Adalet Bakanlığı, Öcalan’ın zehirlendiğine ilişkin iddialar üzerine yaptığı açıklamada, Öcalan’ın Türkiye’de ağırlaştırılmış müebbet hapis cezasına mahkum edilen kişilerin yararlandığı tüm haklardan istifade ettiğini, bugüne kadar ciddi bir sağlık probleminin olmadığını bildirmişti.

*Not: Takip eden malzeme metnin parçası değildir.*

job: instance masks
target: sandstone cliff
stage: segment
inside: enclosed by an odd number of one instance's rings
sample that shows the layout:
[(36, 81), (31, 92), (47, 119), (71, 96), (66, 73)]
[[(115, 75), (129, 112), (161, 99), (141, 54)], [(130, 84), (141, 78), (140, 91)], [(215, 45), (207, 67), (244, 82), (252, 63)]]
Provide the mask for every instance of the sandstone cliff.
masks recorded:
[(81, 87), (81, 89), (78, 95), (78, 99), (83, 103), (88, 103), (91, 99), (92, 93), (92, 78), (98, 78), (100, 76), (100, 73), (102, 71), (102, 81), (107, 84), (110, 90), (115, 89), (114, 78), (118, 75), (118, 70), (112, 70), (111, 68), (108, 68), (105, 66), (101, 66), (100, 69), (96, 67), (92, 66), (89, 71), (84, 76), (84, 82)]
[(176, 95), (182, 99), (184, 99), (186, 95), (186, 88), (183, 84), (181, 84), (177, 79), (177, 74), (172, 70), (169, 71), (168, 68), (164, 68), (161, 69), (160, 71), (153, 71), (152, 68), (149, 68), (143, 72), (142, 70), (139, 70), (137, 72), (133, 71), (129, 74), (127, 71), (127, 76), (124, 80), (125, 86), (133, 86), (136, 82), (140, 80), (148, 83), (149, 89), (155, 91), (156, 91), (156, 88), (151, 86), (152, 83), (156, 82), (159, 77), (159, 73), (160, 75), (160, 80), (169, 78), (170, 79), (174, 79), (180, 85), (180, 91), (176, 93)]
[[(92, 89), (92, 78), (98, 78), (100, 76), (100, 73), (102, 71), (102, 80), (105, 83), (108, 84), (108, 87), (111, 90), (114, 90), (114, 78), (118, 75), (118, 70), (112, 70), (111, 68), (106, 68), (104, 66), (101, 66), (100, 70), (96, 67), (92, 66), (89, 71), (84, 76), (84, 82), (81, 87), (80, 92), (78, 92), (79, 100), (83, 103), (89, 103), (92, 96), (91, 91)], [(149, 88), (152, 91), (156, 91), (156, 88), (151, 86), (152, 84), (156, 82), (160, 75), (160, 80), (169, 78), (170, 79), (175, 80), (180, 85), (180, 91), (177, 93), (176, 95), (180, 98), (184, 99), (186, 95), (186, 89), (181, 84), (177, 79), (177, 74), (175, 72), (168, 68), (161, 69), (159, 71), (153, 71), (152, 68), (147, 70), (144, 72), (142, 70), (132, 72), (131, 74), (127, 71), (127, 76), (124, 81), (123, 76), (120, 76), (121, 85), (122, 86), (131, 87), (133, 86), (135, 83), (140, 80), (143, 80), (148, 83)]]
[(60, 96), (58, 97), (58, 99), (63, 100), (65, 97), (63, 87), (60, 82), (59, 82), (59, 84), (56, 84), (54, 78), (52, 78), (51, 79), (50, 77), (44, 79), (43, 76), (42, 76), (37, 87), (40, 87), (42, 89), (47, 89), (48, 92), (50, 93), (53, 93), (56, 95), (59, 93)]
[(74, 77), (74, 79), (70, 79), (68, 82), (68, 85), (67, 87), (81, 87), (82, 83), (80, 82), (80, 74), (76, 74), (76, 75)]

DTP Genel Başkan Yardımcısı Aysel Tuğluk’un çıkışlarının ardından görüşlerine başvurduğumuz Adalet Bakanlığı yetkilileri, Öcalan’ın sağlık durumunun bugüne kadar ciddiyetle control edildiğinde ısrar ediyor. Aysel Tuğluk’un açıklamalarının Türk hükümetinin ve kamuoyunun PKK’nın elebaşı olarak gördüğü Öcalan’ı ‘ilgi odağı yapmak’ amacını taşıdığını belirten yetkililer, DTP’nin bu amacını gerçekleştiremeyeceğine inanıyor. Adalet Bakanlığı, Öcalan’a bugüne kadar yapılan sağlık kontrolleri hakkında DTP’nin gerekli bilgiye sahip olduğunu da düşünüyor ve bu konuda araştırma yapmanın yanlış olacağını savunuyor.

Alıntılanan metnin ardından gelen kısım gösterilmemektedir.